Did you know that Chrome has its own task manager, entirely separate from the one you might find in Windows or OS X? We’ll take you through what it is and why you might want to know about it.
Google’s Chrome web browser, especially on the PC and Mac, is famously known for performance and battery life issues. Some of those issues are related to the browser’s notoriously poor memory performance (it will sometimes eat just about every bit of memory that it can); others are related to how Chrome uses your laptop’s CPU.
What is the Chrome Task Manager?
One common source of problems, however, is Chrome’s popular library of extensions. Extensions, if you aren’t already familiar, are little bits of software that you can download and install into your web browser in order to expand upon its base functionality. Some of the most popular extensions will block ads, change how webpages look, or make sharing content to Facebook and Twitter easier.

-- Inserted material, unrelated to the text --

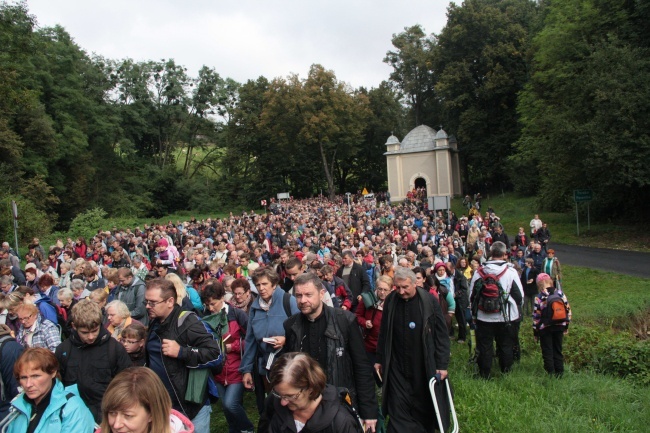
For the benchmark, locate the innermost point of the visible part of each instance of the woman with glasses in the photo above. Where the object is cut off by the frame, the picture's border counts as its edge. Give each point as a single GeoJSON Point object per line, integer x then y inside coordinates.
{"type": "Point", "coordinates": [34, 331]}
{"type": "Point", "coordinates": [133, 339]}
{"type": "Point", "coordinates": [303, 401]}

This is all to give a little background on why you might want to look at Chrome’s criminally undervalued tool: the Chrome Task Manager. Just like Windows’ Task Manager or the Mac’s Activity Monitor, you can use this tool to see exactly how Chrome is interacting with your system.
When you open it up, you’ll be presented with a series of columns labeled Task, Memory, CPU, Network, and Process ID. We can safely ignore the last column; it’s used to identify the specific processes your browser is running on the CPU.
Task, unsurprisingly, identifies the what is using resources. You’ll see an entry for the base Chrome browser, entries for every tab you have open, and tabs for every extension you have installed and active (if you have extensions installed but have disabled them in your Extensions submenu, they won’t appear in your Task Manager – they’re basically turned completely off). Memory shows how much RAM each task is ostensibly using. CPU shows processor use for the tasks, and as you can probably guess, Network will show how much network traffic a site is process is using (note: most of the time, this will be filled with zeroes or N/A; downloads won’t show up here).
You can customize the columns that get displayed by right-clicking on any of the column headers and selecting from a list, but fair warning – most of them are really only of interest to developers. They’re fun to explore, though; you can see how much of your graphics card memory Chrome is using, among others.
How to open the Chrome Task Manager
Accessing the Chrome Task Manager is actually really simple. With Chrome open, click on the Chrome menu in the upper right-hand corner, which now looks like three horizontal lines stacked on top of each other. In the drop-down menu that appears, click on More Tools, and in the new menu, click on Task Manager.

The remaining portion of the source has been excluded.